Column | Description |
---|---|
Type | Describes the Target license pool. |
Total | "x/y" where - x is the consumed data allowance, and - y is the total data allowance available. |
License Usage
The License Usage table displays a list of Targets and the license pools they are assigned to. This section is not applicable for Sitewide licensing model.
Column | Description |
---|---|
License | License pool from which the Target is assigned a license (e.g. "server", "client"). |
Target Name | Licensed Target name. |
Target Type | Target type or platform (e.g. "Dropbox Business", "G Suite"). |
Location | Target location path. |
Release License | Releases the license for a Target or Target location back to the corresponding license pool (e.g. Client or Server & DB License).
The Release License function does not reset or nullify the already-consumed data allowance associated with the Target or Target location.
Releasing the license for a Target, Target location, or scan root permanently
removes all scan data and records associated with the corresponding Target, Target location,
or scan root from ER2.
Releasing the license for a host Target permanently removes all scan data and records for
The Ground Labs End User License Agreement only allows
you to delete or release the license for a Target if it has been permanently decommissioned.
|
You can display specific license usage records by using the following filter options:
- License
- Target
- Type
- Location
Data Allowance Usage
The Data Allowance Usage table provides a detailed log of data allowance usage in ER2. Each record in the table describes the data usage or total scanned data volume for a distinct Target, Target location, or scan root.
Column | Description |
---|---|
License | Data allowance license pool. |
Target Name | Licensed Target name. |
Target Type | Target Type (e.g. "All local files", "OneDrive Business", "Amazon S3", etc). |
Location | Target, Target location, or scan root for which the data usage is calculated. |
Data Used | Total amount of data allowance consumed for the corresponding Target, Target location or scan root. |
You can display specific data usage records by using the following filter options:
- License
- Target
- Type
- Location
To download the Data Allowance Usage log in CSV file format, click Download Data Usage Log.

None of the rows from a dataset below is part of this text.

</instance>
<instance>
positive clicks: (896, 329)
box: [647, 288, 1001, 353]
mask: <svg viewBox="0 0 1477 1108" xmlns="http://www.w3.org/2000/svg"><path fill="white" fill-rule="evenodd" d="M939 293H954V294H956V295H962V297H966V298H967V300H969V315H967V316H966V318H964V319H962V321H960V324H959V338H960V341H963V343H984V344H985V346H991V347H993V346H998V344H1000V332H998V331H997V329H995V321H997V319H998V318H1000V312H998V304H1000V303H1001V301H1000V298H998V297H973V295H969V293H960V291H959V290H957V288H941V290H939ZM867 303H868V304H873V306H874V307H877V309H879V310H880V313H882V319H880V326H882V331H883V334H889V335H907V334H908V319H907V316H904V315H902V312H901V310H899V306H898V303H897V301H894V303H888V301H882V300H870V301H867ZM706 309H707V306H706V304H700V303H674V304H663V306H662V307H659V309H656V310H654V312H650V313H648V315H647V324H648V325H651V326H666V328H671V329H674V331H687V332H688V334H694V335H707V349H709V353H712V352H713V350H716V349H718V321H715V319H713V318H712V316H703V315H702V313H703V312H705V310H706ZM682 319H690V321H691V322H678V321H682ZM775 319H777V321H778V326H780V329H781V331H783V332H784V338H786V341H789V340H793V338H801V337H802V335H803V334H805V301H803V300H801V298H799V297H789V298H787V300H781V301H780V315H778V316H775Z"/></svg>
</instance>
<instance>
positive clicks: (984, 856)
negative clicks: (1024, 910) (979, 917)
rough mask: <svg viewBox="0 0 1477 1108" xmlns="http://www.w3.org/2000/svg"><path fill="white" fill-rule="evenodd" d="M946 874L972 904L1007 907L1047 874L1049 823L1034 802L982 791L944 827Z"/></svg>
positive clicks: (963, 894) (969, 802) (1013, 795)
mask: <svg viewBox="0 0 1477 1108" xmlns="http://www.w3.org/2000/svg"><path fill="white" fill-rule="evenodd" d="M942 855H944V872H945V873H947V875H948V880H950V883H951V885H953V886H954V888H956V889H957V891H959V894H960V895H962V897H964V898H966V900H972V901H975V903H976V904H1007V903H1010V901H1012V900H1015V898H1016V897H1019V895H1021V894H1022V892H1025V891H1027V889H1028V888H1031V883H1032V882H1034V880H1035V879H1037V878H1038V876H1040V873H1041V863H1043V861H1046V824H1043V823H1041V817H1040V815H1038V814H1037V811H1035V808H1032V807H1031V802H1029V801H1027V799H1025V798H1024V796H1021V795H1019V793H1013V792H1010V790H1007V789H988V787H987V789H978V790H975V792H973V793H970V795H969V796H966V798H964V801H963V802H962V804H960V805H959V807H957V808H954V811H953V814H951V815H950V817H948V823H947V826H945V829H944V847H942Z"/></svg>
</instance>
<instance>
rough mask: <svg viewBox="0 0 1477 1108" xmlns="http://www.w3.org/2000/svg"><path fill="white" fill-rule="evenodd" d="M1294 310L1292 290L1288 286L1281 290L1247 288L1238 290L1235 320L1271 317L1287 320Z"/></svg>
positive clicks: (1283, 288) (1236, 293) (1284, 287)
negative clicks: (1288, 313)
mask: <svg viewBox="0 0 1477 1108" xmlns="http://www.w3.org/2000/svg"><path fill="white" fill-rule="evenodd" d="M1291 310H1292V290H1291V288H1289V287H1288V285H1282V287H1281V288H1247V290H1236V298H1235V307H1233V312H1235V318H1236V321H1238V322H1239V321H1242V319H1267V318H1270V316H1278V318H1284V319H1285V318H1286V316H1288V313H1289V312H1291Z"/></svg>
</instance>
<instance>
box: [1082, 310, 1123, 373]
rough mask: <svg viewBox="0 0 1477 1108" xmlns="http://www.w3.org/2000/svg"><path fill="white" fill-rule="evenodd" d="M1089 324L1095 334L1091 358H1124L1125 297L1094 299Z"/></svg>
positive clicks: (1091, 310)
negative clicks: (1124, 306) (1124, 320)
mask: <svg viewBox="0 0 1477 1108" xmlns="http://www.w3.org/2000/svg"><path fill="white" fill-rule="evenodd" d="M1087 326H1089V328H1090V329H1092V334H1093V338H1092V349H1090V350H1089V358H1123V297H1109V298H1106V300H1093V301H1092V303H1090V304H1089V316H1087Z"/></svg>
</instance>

See Data Usage Calculation for more information.
Upload License File
Expired or expiring licenses must be replaced by uploading a new license file.
To upload a new license file:
- On the top right of the License Details page, click + Upload License File.
- In the Upload License File dialog box, click Choose File.
- In the Open window, locate and select the License File and click Open.
- In the Upload License File dialog box, click Upload.